Molecular Targeting of Renal Inflammation using Drug Delivery Technology to Inhibit NF-kB Improves Renal Recovery in Chronic Kidney Disease.

2020 
Inflammation is a major determinant for the progression of chronic kidney disease (CKD). Nuclear-factor-kappa-B (NF-kB) is a master transcription factor up-regulated in CKD that promotes inflammation, regulates apoptosis, and vascular remodeling. We aimed to modulate this pathway for CKD therapy in a swine model of CKD using a peptide inhibitor of the NF-kB p50 subunit (p50i) fused to a protein carrier (elastin-like polypeptide, ELP) and equipped with a cell-penetrating peptide (SynB1). We hypothesize that intra-renal SynB1-ELP-p50i therapy will inhibit NF-kB-driven inflammation and induce renal recovery. CKD was induced in 14 pigs.
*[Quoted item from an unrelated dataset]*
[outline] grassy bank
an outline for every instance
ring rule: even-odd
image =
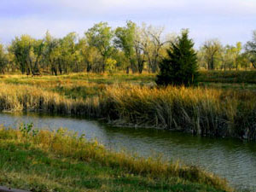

After 6 weeks, pigs received single intra-renal SynB1-ELP-p50i therapy (10 mg/kg) or placebo (n=7 each). Renal hemodynamics were quantified in vivo using multi-detector CT before and 8 weeks after treatment. Pigs were then euthanized. Ex vivo studies were performed to quantify renal activation of NF-kB, expression of downstream mediators of NF-kB signaling, renal microvascular density, inflammation, and fibrosis. Fourteen weeks of CKD stimulated NF-kB signaling and downstream mediators (e.g. TNF-α, MCP-1, and-6) accompanying loss of renal function, inflammation, fibrosis, and microvascular rarefaction vs. controls. All these were improved after SynB1-ELP-p50i therapy, accompanied by reduced circulating inflammatory cytokines as well, which were evident up to 8 weeks after treatment. Current treatments for CKD are largely ineffective. Our study shows the feasibility of a new treatment to induce renal recovery by offsetting inflammation at a molecular level. It also supports the therapeutic potential of targeted inhibition of the NF-kB pathway using novel drug-delivery technology in a translational model of CKD.